Wie unterscheiden sich weiblicher und männlicher Narzissmus?
Diagnostik der Beziehungstypologien
Im interpersonellen Zirkel nach Kiesler (1983; Abb. 8.3), der in der Diagnostik der Beziehungstypologien häufig eingesetzt wird, zeigt der männliche Narzisst eine typische Position in dem Segment konkurrierend, verachtend und rivalisierend (dunkelgrau). Dieser Bereich liegt auf der vertikalen Machtachse und gegenüber dem Pol des unsicher-hilflosen und unterwürfigen Menschen. Letztere sind häufig Patienten, die Hilfe holen können. Umgekehrt wollen die im Besitz der Macht Befindlichen gerade diese Hilflosigkeit und Schwäche kontrollieren. Dies steht im Kontrast zum depressiven Pol. Diese Position macht die Selbstheilungsfunktion des Narzissmus deutlich, eine Position, die ihn vor Hilfsbedürftigkeit schützen soll (Abb. 8.3).
Der weibliche Narzisst befindet sich im Segment zwischen Macht- und der horizontalen Beziehungsachse (hellgrau) und zeigt eine deutlich höhere Beziehungsoffenheit. Damit verbunden ist auch eine größere emotionale Offenheit wie etwa die Angstbereitschaft. Die Selbstwertunsicherheit stellt dar, dass das Bedürfnis, geliebt zu werden, mehr zugelassen wird als beim männlichen Narzissten. Dieses Bedürfnis wird durch Machtmechanismen kontrolliert, indem die Anerkennung durch die Kolleginnen eingefordert wird. Die narzisstische Kränkung erreicht oft schneller den Selbstwert, sodass hier öfter Burn-outKrisen auftreten mit dem Gefühl: „Ich werde abgelehnt.“ Die kompensatorische Bewegung ist häufig eine verstärkte Aggressivität, verbunden mit nachtragender Kränkbarkeit. Machtmechanismen sind beispielsweise die Einführung häufiger Besprechungen, das Delegieren der eigenen Unsicherheit an andere, indem diese überfordert, mit Aufgaben überschüttet und zu ständigen Kontrollbesprechungen vorgeladen werden. Von anderen zu lernen wird meistens vermieden. Dies würde bedeuten, sich unterzuordnen und Schwäche zu zei-
Abb. 8.3 Interpersoneller Zirkel. (Nach Kiesler 1983)

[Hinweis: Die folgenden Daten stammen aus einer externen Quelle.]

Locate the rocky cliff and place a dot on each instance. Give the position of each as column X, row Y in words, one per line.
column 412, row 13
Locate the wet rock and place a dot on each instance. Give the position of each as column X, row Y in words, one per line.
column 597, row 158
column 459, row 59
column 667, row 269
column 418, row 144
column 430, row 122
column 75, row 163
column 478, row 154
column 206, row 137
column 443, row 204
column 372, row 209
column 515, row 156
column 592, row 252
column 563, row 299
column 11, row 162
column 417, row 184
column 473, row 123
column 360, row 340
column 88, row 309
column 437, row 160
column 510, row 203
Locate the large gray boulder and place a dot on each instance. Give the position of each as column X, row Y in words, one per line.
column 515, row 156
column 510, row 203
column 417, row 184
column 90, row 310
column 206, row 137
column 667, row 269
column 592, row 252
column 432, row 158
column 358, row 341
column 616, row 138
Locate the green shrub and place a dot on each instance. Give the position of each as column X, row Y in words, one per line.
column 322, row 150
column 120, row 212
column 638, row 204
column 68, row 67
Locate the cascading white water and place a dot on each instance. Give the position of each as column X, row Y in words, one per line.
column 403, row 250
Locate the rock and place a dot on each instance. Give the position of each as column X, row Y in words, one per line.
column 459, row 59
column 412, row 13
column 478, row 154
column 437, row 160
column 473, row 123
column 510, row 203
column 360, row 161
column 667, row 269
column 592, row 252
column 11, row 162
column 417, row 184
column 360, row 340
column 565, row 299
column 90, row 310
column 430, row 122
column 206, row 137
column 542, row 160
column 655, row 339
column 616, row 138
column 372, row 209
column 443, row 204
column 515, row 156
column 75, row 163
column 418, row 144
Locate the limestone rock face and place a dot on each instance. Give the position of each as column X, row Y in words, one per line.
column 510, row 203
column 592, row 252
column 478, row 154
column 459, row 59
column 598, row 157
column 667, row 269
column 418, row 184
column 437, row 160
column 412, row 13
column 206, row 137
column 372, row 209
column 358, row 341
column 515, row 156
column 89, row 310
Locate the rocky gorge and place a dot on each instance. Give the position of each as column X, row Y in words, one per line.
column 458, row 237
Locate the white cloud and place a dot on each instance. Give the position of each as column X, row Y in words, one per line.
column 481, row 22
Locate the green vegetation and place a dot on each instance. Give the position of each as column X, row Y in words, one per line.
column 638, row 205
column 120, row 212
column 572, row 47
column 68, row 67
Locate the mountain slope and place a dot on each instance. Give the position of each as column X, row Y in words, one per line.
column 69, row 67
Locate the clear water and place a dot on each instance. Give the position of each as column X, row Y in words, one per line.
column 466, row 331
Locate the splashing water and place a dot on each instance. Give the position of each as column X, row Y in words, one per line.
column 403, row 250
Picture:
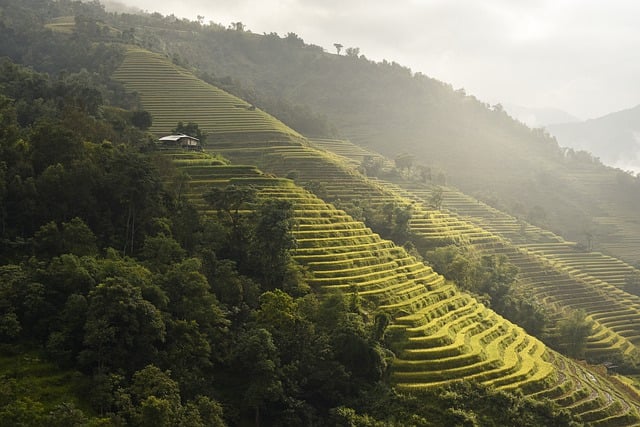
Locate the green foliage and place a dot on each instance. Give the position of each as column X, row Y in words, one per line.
column 191, row 129
column 492, row 279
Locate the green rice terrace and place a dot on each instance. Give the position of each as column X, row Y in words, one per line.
column 440, row 334
column 447, row 334
column 173, row 94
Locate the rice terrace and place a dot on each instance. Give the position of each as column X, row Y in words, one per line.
column 294, row 263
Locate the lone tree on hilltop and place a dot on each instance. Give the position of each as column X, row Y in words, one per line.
column 191, row 129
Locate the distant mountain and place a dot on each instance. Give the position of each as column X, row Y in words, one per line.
column 614, row 138
column 539, row 117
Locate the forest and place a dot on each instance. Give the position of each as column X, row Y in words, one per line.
column 124, row 302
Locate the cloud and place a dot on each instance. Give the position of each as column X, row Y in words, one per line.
column 577, row 55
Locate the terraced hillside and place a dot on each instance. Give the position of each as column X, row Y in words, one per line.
column 447, row 334
column 549, row 267
column 172, row 94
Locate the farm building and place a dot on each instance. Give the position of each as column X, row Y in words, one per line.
column 180, row 141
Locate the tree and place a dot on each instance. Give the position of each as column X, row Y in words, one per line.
column 404, row 162
column 436, row 198
column 123, row 330
column 141, row 119
column 353, row 52
column 228, row 202
column 258, row 370
column 191, row 129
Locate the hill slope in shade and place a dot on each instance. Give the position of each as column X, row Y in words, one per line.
column 391, row 110
column 450, row 335
column 614, row 138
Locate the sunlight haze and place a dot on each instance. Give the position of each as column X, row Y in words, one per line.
column 576, row 56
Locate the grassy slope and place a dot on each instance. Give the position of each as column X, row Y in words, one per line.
column 481, row 149
column 491, row 349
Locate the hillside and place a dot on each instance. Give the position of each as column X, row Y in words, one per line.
column 390, row 109
column 450, row 335
column 613, row 138
column 268, row 280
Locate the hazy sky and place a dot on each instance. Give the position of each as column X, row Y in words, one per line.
column 581, row 56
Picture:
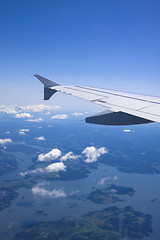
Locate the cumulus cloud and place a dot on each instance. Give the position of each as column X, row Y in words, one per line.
column 115, row 178
column 126, row 130
column 56, row 167
column 23, row 115
column 4, row 141
column 37, row 170
column 103, row 180
column 38, row 108
column 92, row 154
column 61, row 116
column 39, row 190
column 77, row 114
column 23, row 131
column 69, row 155
column 40, row 138
column 52, row 155
column 35, row 120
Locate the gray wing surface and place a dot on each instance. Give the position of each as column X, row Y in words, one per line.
column 123, row 108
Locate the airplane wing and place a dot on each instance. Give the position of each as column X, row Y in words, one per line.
column 123, row 108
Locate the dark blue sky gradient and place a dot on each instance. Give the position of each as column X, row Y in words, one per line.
column 111, row 44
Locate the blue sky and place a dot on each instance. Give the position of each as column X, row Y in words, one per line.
column 111, row 44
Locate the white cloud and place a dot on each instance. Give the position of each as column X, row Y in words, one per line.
column 55, row 167
column 37, row 170
column 52, row 155
column 38, row 108
column 115, row 178
column 40, row 138
column 103, row 180
column 77, row 114
column 69, row 155
column 61, row 116
column 23, row 115
column 23, row 131
column 92, row 153
column 4, row 141
column 38, row 190
column 126, row 130
column 35, row 120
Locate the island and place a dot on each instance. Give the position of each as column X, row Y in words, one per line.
column 110, row 223
column 109, row 194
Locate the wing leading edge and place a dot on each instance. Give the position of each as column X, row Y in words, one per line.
column 124, row 108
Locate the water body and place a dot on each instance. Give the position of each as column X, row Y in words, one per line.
column 29, row 207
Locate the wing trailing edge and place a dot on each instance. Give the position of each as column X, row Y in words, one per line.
column 48, row 92
column 116, row 118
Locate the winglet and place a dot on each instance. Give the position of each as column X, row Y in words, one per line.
column 48, row 92
column 46, row 82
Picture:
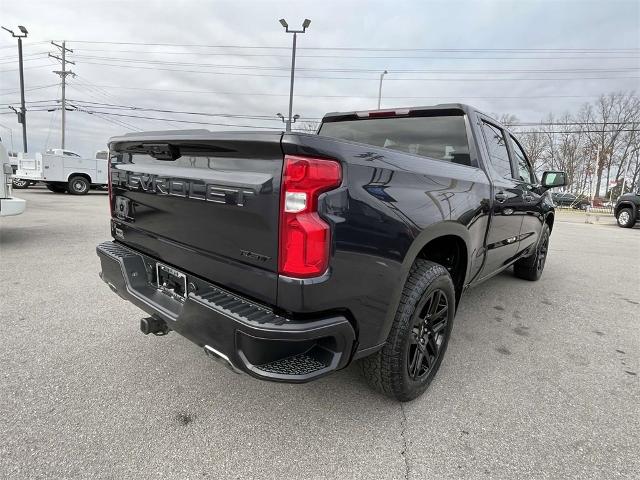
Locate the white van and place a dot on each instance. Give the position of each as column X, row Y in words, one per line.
column 8, row 205
column 62, row 171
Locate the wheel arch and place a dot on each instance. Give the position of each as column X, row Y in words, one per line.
column 80, row 174
column 449, row 233
column 626, row 204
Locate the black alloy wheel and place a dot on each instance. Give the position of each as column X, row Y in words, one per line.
column 427, row 337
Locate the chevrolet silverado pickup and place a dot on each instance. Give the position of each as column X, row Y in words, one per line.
column 288, row 256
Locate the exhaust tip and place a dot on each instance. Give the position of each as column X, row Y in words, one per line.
column 220, row 357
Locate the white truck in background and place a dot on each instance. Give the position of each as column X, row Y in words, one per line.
column 62, row 171
column 9, row 205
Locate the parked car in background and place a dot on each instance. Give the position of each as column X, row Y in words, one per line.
column 9, row 205
column 566, row 199
column 627, row 209
column 62, row 171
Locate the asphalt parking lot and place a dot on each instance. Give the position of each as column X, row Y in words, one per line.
column 540, row 379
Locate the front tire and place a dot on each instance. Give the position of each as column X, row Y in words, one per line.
column 78, row 186
column 625, row 218
column 415, row 347
column 531, row 268
column 20, row 183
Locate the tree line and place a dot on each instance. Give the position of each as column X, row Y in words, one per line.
column 598, row 146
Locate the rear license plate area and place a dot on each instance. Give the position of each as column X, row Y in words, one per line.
column 171, row 282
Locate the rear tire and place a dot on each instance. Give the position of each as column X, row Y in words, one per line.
column 79, row 186
column 56, row 188
column 20, row 183
column 531, row 268
column 415, row 347
column 625, row 218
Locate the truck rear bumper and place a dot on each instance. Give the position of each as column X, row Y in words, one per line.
column 248, row 336
column 11, row 206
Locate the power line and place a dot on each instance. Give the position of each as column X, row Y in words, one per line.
column 360, row 70
column 182, row 121
column 146, row 109
column 581, row 50
column 362, row 78
column 374, row 57
column 339, row 96
column 41, row 87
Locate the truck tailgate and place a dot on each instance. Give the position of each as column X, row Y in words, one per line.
column 204, row 202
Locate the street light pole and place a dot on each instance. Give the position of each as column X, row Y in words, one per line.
column 22, row 117
column 380, row 88
column 10, row 136
column 63, row 79
column 305, row 25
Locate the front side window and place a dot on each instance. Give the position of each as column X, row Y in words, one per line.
column 442, row 137
column 525, row 174
column 497, row 146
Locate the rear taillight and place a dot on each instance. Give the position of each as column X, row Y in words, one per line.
column 304, row 236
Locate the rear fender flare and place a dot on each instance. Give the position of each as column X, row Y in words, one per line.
column 430, row 233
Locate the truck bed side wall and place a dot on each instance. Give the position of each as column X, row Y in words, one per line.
column 390, row 206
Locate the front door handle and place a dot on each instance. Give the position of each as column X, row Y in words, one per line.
column 501, row 197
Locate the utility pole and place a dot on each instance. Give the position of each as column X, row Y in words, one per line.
column 10, row 137
column 22, row 116
column 305, row 25
column 63, row 79
column 380, row 88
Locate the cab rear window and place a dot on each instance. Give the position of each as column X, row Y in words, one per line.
column 439, row 137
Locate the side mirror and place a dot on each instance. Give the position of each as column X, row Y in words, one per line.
column 553, row 179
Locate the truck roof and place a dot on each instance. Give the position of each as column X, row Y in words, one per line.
column 185, row 135
column 338, row 116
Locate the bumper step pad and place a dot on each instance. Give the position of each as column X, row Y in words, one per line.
column 302, row 364
column 249, row 336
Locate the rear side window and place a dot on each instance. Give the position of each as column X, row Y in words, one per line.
column 525, row 174
column 497, row 146
column 441, row 137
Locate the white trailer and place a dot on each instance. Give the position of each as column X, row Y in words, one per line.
column 62, row 171
column 9, row 205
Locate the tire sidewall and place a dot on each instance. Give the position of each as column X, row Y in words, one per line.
column 21, row 184
column 628, row 222
column 72, row 188
column 410, row 388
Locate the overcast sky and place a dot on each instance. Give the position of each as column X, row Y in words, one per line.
column 197, row 81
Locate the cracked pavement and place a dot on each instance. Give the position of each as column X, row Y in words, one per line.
column 539, row 381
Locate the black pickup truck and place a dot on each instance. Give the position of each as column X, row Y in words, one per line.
column 288, row 255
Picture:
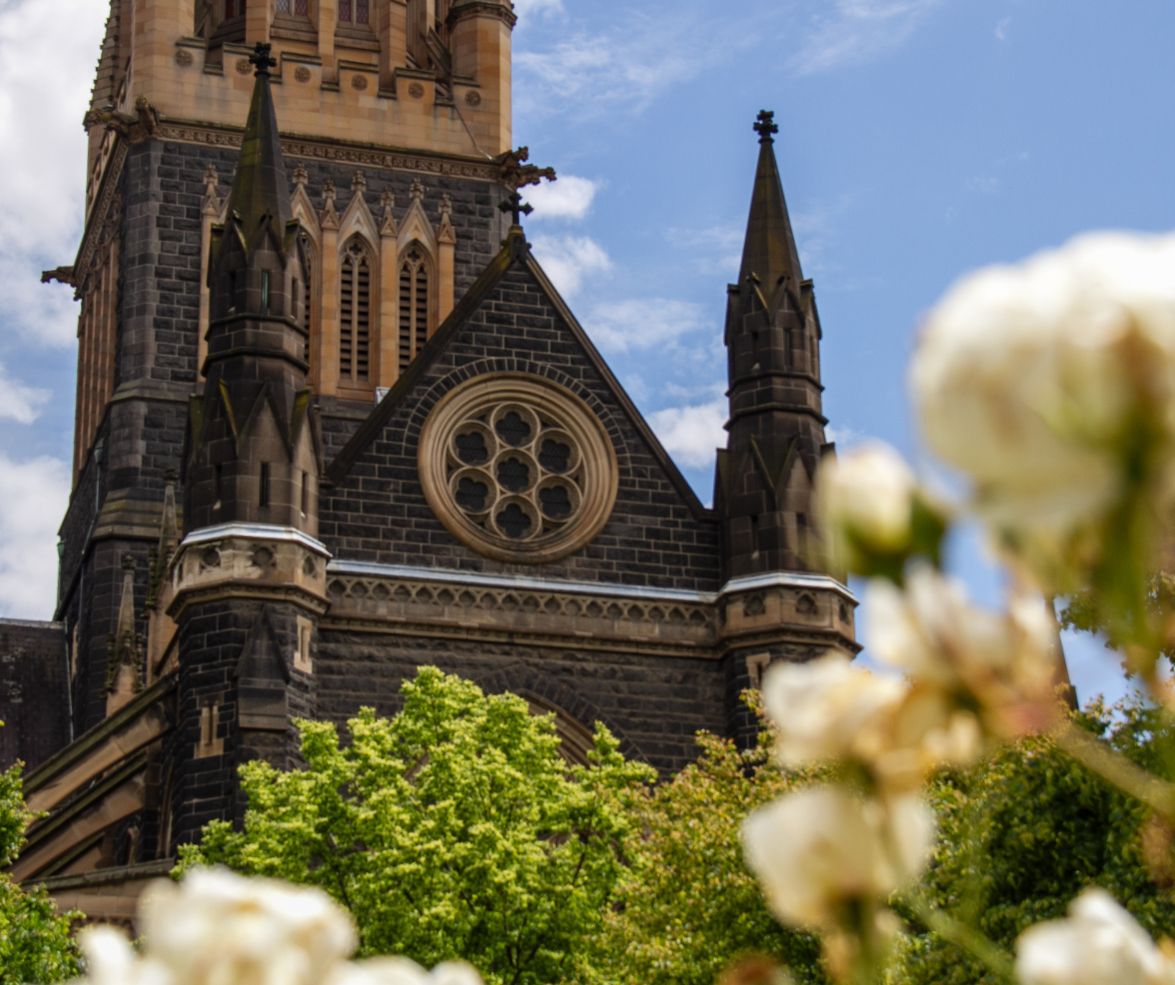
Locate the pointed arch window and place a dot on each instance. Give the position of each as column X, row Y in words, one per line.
column 306, row 302
column 355, row 12
column 355, row 313
column 415, row 282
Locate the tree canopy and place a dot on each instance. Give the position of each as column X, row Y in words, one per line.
column 454, row 829
column 1022, row 833
column 687, row 906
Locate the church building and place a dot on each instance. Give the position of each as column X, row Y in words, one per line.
column 334, row 422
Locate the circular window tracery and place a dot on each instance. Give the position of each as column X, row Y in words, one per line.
column 517, row 468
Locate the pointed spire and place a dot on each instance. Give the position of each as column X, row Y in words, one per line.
column 770, row 248
column 260, row 187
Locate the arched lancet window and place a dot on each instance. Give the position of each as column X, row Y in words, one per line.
column 355, row 313
column 355, row 12
column 414, row 303
column 306, row 302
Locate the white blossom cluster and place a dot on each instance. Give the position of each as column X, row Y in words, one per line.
column 1052, row 386
column 220, row 929
column 1099, row 943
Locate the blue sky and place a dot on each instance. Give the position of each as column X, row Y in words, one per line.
column 918, row 139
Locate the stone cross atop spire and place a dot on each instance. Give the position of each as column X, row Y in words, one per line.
column 260, row 191
column 765, row 126
column 769, row 252
column 516, row 207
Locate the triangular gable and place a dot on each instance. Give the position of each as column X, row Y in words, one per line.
column 515, row 252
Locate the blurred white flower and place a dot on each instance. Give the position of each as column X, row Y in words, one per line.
column 1007, row 661
column 112, row 960
column 827, row 708
column 1038, row 381
column 216, row 927
column 865, row 498
column 1098, row 944
column 820, row 850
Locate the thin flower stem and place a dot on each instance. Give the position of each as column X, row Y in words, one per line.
column 1099, row 758
column 966, row 937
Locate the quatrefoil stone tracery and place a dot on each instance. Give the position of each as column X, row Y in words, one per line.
column 517, row 468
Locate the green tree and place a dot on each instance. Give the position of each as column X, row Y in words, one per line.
column 34, row 939
column 687, row 908
column 1022, row 833
column 452, row 830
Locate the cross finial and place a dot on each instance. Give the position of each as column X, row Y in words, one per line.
column 516, row 207
column 261, row 59
column 765, row 126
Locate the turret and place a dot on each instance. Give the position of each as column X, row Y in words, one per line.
column 253, row 443
column 776, row 424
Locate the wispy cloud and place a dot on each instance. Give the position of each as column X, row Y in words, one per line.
column 33, row 496
column 41, row 178
column 530, row 8
column 644, row 323
column 624, row 67
column 692, row 433
column 844, row 437
column 850, row 32
column 568, row 198
column 18, row 401
column 570, row 260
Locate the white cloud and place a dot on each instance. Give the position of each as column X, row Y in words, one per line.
column 844, row 437
column 47, row 58
column 853, row 31
column 985, row 185
column 33, row 496
column 568, row 198
column 626, row 67
column 692, row 433
column 643, row 323
column 526, row 8
column 20, row 402
column 570, row 260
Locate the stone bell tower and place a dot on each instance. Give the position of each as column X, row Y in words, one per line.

gen. Der autarke Anspruch, überall kompetent zu sein, scheitert rasch und macht depressionsanfällig.
Der Zickenkrieg
Die Machtseite kann sich durch die Durchlässigkeit im Beziehungsbereich häufig externalisierend sehr „hysterisch“ anfühlen, wenn kompetitive Rivalitäten ausgetragen werden. Die zugrunde liegende Dimension der Neidthematik gegenüber der „potenziell erfolgreicheren Schwester“ kann sich in dem Gefühl, benachteiligt zu sein („Ich arbeite mich zu Tode und werde nicht wahrgenommen.“ „Wir Frauen müssen doppelt so viel arbeiten als die Männer.“ usw.), äußern. Der Konflikt wird häufig auch realitätsverzerrend ausgetragen, da die Bedürfnisse offener als von Männern geäußert werden. Der Stachel des Neides ist nicht weniger tödlich als unter Männern. Aufgrund des verletzlichen Selbstwertes wird dieser Neid eher nachtragend verarbeitet. Hier gibt es fließende Übergänge zu sensitiv-paranoiden Reaktionsmustern, wo bereits vorwegnehmend Unrecht oder Ablehnung unterstellt wird und alle kleinen Zeichen, die das Misstrauen nähren, in die fundamentale Überzeugung eingebaut werden. Umgekehrt kann der Neid aber auch maskiert werden, wie es heute in Scheinheiligkeitsspielen exerziert wird. Wie selbstverständlich wird in Soaps gefordert, dass sich die Verliererinnen überschwänglich mit der Gewinnerin freuen und ihr gratulieren.